Nella seconda metà del 700 è iniziata in Francia la grande rivoluzione della gastronomia; le ricette vengono depurate nei gusti, alleggerite negli ingredienti; l’abituale miscellanea tra il dolce e l’agro, tra il salato e lo zuccherato lascia il posto ad una cucina pulita nei sapori, libera da sovrapposizioni e da un’opulenza che fino ad allora era stata protagonista della cucina europea.
Leggerezza, raffinatezza, equilibrio, dosaggio, armonia.
Era iniziata la nouvelle cuisine. Ebbene si! Sembra l’invenzione dell’ultimo minuto ed invece ci avevano già pensato quasi trecento anni fa.
Nouvelle Cuisine
Ma stiamo parlando della Francia, e l’Italia? Ora ci arriviamo.
Nel 1776 proprio facendo riferimento alle nuove linee guida, un anonimo cuoco piemontese ne pose le basi pubblicando “Il cuoco piemontese perfezionato a Parigi che insegna con facil metodo a cucinare…”. Cuoco professionista, egli introdusse i nuovi principi appresi a Parigi. Fece un lavoro grandioso, operando direttamente sulle ricette.

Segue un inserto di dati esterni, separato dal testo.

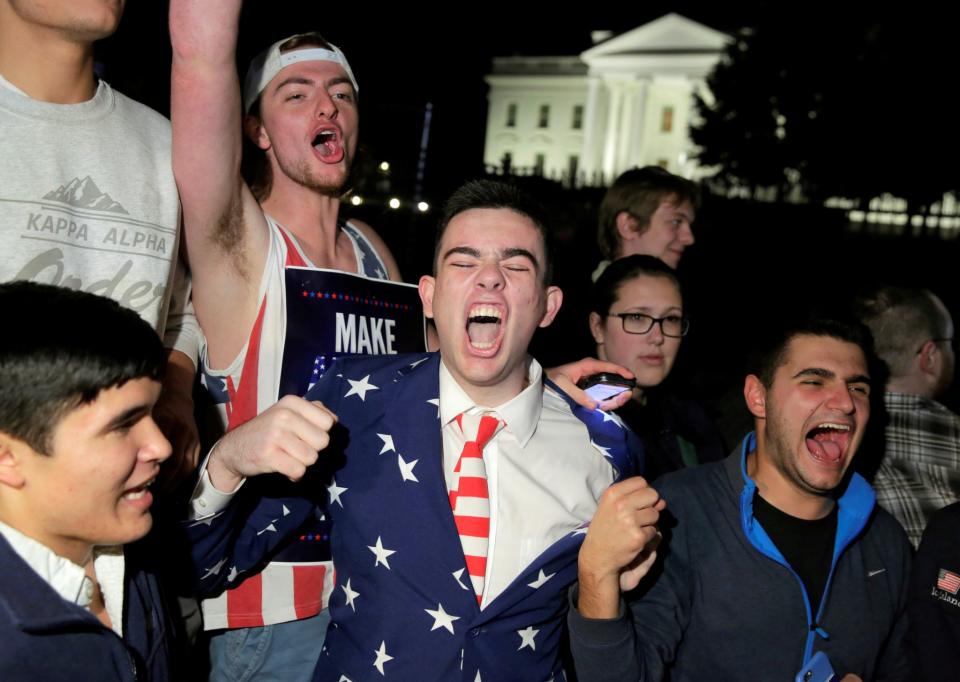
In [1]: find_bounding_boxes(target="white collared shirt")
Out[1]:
[0,522,125,637]
[440,358,614,608]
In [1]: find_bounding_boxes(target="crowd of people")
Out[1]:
[0,0,960,682]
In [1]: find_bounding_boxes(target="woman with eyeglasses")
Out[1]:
[590,255,726,480]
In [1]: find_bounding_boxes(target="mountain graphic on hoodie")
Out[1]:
[43,175,129,215]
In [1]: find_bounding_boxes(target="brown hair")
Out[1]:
[597,166,700,260]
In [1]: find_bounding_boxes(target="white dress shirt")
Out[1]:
[440,358,614,608]
[0,523,125,637]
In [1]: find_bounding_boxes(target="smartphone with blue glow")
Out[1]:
[794,651,837,682]
[577,372,637,403]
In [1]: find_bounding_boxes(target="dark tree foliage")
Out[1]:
[692,5,960,211]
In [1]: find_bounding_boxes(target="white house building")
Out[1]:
[484,14,731,186]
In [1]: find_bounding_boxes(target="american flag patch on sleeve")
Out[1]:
[937,568,960,594]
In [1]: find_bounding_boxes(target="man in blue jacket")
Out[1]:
[569,316,910,682]
[0,282,171,682]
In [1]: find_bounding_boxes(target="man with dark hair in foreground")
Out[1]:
[569,310,910,682]
[182,181,662,682]
[0,282,175,682]
[859,286,960,546]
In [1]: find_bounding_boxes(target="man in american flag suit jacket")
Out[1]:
[190,182,668,682]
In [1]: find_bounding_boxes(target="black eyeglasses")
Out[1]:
[607,313,690,339]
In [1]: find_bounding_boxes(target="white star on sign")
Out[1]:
[343,374,380,402]
[453,568,470,590]
[527,568,556,590]
[200,557,227,580]
[367,535,397,570]
[424,604,460,635]
[373,642,393,675]
[377,433,397,455]
[590,441,610,459]
[397,455,420,483]
[190,512,217,528]
[327,479,350,509]
[340,578,360,613]
[517,625,540,651]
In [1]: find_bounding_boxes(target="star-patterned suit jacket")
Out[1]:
[190,354,642,682]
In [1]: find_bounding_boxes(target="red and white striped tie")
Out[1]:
[450,413,504,604]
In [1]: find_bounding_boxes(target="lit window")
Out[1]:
[537,104,550,128]
[660,107,673,133]
[507,102,517,128]
[567,154,580,187]
[571,104,583,130]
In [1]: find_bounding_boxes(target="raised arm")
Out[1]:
[170,0,269,364]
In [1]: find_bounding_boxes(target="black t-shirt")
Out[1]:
[753,492,837,618]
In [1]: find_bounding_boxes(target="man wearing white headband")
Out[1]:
[170,0,400,681]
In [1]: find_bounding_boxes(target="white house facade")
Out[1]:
[484,14,730,186]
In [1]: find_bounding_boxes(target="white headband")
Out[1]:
[243,36,360,113]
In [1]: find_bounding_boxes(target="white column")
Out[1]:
[613,81,636,176]
[603,81,623,183]
[580,74,601,183]
[624,78,650,168]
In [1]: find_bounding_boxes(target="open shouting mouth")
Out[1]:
[312,128,343,163]
[467,303,503,354]
[806,422,852,464]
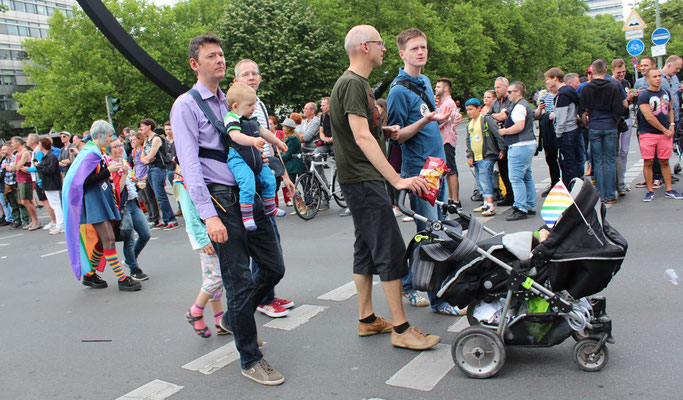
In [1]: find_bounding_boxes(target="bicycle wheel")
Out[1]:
[294,172,322,220]
[332,171,348,208]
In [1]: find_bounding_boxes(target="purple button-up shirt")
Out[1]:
[171,81,237,220]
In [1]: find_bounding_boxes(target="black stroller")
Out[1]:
[399,178,628,378]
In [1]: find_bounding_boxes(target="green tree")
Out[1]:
[217,0,340,111]
[15,0,190,132]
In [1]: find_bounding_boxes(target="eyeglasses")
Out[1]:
[365,40,386,47]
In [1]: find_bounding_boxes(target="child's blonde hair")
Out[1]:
[225,82,256,109]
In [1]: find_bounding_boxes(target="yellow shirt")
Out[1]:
[467,114,484,161]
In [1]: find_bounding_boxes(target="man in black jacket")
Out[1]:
[579,59,624,204]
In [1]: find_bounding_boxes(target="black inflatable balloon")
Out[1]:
[78,0,189,97]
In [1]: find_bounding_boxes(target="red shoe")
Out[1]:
[274,297,294,309]
[256,301,289,318]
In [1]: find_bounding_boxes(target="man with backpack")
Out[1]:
[387,29,461,315]
[140,118,178,231]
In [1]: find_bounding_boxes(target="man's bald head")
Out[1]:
[344,25,379,55]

Questo genio della cucina, nel suo testo e nelle molteplici edizioni successive, propose la sostituzione degli ingredienti originali con altri che rispecchiavano meglio il gusto piemontese, più facili da reperire o che semplicemente riteneva di miglior qualità come ad esempio il vino bianco secco al posto dello Champagne, i tartufi bianchi di Alba al posto di quelli neri del Périgord, le cipolle di Ivrea ed i cardi di Chieri furono preferiti a tutti gli altri; suo anche il merito della introduzione della pasta si semola in Piemonte.
Nelle edizione successive del suo ricettario inserisce più presentazioni di paste precisando, a proposito dei vermicelli, “ve ne sono dei bianchi e dei gialli, grossi e piccoli, e sono tutti egualmente buoni e quelli di pasta di Rivoli sono i migliori…” e ancora, ” vi è pur anche la semola, la quale è buonissima per gli ammalati o per persone che mangiano poco a cena e che vogliono conservare la loro salute“.

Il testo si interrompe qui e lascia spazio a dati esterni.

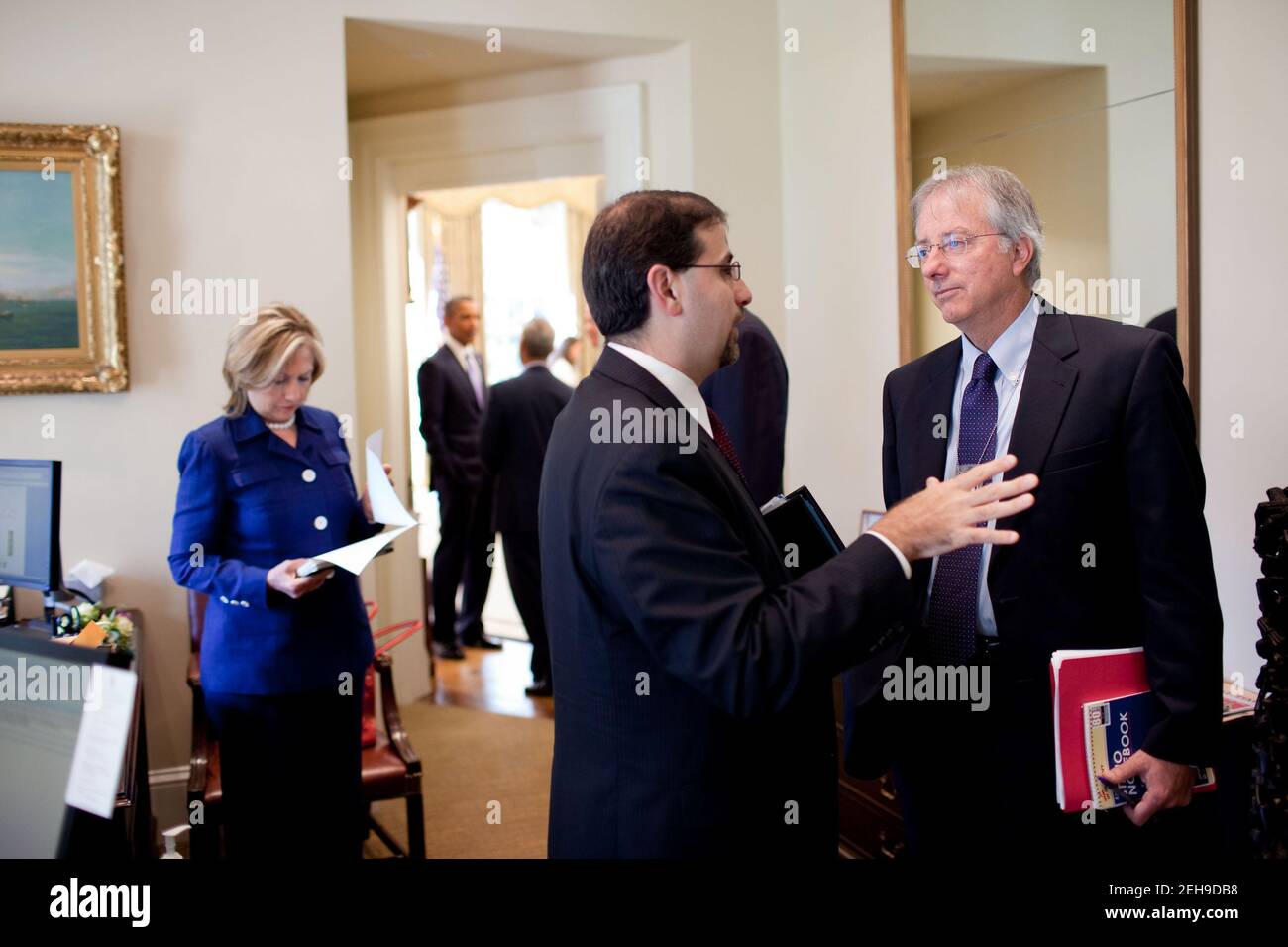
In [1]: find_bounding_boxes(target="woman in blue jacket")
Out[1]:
[170,305,389,857]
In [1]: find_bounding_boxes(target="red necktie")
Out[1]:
[707,406,750,488]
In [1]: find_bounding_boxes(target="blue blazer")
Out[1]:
[170,407,382,694]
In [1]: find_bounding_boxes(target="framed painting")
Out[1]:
[0,124,129,394]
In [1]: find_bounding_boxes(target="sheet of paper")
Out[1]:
[299,429,419,576]
[368,430,416,526]
[310,526,411,576]
[67,665,138,818]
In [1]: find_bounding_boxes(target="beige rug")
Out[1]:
[365,701,555,858]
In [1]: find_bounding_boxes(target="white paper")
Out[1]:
[67,665,138,818]
[368,430,416,526]
[310,526,411,576]
[301,429,419,576]
[67,559,116,588]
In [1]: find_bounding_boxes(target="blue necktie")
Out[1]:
[930,352,997,665]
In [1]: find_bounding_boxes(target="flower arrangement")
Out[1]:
[54,601,134,655]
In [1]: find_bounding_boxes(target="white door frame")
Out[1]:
[349,84,645,701]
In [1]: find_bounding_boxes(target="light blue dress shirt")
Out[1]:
[926,296,1038,635]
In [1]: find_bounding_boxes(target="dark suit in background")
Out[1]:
[845,307,1221,860]
[699,309,787,505]
[416,346,493,644]
[483,362,572,682]
[540,347,910,860]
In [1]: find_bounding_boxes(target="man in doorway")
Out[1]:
[483,318,572,697]
[416,296,501,660]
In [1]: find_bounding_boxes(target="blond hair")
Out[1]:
[224,303,326,417]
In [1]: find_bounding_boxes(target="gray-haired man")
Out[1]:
[846,166,1221,858]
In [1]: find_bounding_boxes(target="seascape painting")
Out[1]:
[0,170,81,351]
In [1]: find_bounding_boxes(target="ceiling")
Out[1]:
[344,20,673,97]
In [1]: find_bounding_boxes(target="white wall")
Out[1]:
[0,0,1288,829]
[1198,0,1288,686]
[778,0,903,541]
[0,0,782,798]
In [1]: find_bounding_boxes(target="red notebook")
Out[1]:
[1051,648,1151,811]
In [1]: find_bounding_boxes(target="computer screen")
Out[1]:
[0,459,61,590]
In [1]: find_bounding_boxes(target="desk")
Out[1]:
[5,608,156,860]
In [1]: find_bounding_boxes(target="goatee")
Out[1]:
[720,326,738,368]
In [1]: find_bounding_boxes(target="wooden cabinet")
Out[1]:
[832,678,905,858]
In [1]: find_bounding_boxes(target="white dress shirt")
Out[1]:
[926,296,1038,635]
[608,342,912,579]
[608,342,715,438]
[443,333,486,373]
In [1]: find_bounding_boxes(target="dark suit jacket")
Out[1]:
[846,307,1221,783]
[416,346,486,489]
[702,312,787,505]
[540,348,910,858]
[483,365,572,532]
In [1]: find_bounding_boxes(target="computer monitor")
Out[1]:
[0,460,63,591]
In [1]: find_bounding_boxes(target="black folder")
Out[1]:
[764,487,845,579]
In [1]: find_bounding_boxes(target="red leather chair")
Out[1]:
[188,590,425,858]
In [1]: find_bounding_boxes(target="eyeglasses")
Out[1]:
[905,233,1006,269]
[684,261,742,279]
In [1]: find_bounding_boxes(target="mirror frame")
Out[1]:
[890,0,1199,424]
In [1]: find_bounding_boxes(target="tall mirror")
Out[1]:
[892,0,1198,399]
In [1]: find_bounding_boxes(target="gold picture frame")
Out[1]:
[0,124,129,394]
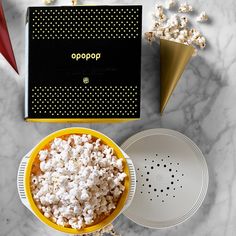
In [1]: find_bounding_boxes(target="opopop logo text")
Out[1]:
[71,53,101,61]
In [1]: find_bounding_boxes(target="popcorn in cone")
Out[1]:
[160,39,194,114]
[0,0,18,73]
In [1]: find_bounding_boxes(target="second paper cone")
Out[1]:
[160,39,194,113]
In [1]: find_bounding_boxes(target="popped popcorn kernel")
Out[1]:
[178,2,193,13]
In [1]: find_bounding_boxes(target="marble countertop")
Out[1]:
[0,0,236,236]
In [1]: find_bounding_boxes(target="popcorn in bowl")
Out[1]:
[30,134,127,230]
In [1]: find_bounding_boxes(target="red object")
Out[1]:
[0,0,18,73]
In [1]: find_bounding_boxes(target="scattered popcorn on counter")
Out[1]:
[196,11,209,22]
[178,2,193,13]
[31,134,126,229]
[166,0,176,9]
[145,0,208,55]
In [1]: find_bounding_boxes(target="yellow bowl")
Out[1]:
[24,128,130,234]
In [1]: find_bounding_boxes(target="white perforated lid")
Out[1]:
[122,129,209,228]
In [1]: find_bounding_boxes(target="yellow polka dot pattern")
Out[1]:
[31,86,139,118]
[31,6,141,39]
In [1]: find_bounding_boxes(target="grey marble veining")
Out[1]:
[0,0,236,236]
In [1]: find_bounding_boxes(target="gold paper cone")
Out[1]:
[160,39,194,113]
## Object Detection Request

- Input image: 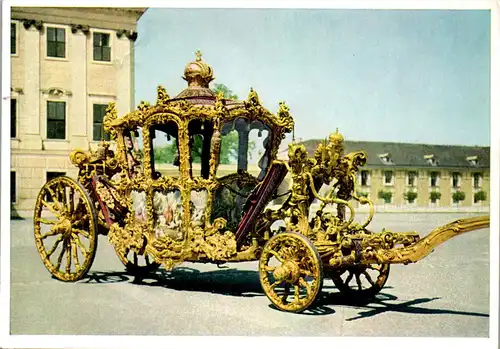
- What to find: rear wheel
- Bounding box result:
[33,176,97,281]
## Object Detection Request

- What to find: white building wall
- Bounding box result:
[11,8,145,216]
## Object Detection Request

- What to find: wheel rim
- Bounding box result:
[328,264,390,298]
[259,233,323,312]
[34,177,97,281]
[118,250,160,274]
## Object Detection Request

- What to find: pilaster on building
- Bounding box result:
[11,7,146,211]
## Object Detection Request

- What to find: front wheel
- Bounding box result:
[259,232,323,313]
[33,176,97,281]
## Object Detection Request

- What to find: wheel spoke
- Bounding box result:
[42,200,60,217]
[47,235,63,258]
[58,182,68,207]
[299,278,311,295]
[281,282,290,303]
[56,243,66,270]
[363,270,375,286]
[40,229,59,240]
[37,218,58,225]
[294,285,300,303]
[71,233,87,257]
[345,270,354,286]
[71,228,90,239]
[46,187,59,202]
[367,264,382,271]
[300,269,313,276]
[71,214,89,226]
[68,187,75,215]
[356,274,363,291]
[264,265,276,273]
[270,280,283,289]
[70,240,80,273]
[266,249,285,263]
[66,240,71,274]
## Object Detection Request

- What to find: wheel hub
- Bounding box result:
[273,261,300,283]
[53,216,71,239]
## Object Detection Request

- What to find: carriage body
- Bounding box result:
[34,52,489,312]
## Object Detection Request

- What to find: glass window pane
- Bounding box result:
[56,102,66,120]
[56,121,66,139]
[93,124,102,141]
[57,42,66,58]
[10,99,17,138]
[10,171,16,204]
[47,28,56,41]
[47,102,55,120]
[10,23,16,54]
[47,42,56,57]
[94,33,101,47]
[101,34,109,46]
[94,47,102,61]
[56,28,66,42]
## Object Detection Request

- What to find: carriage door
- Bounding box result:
[188,119,214,228]
[149,121,185,241]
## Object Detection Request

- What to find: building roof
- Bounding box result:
[303,139,490,169]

Oggi potremmo definirlo un ricettario a Km Zero
Nel suo libro di cucina troviamo una vasta gamma di ricette, ma troviamo anche un capitolo che spiega i doveri del mastro di casa, che per essere bene adempiuti, dimandano cure molto seriose; e una spiegazione dettagliata dei vari utensili di cucina.
Questo ci fa capire che il suo trattato era rivolto si ai cuochi professionisti, ma anche a anche a massaie e a tutte le persone che volevano cimentarsi in quella che allora, come oggi, era ritenuta una professione di notevole pregio.
La pubblicazione della sua opera consentì il diffondersi della cucina piemontese ad ampio livello e permise al Piemonte di divenire il più grande vivaio di cuochi dell’epoca.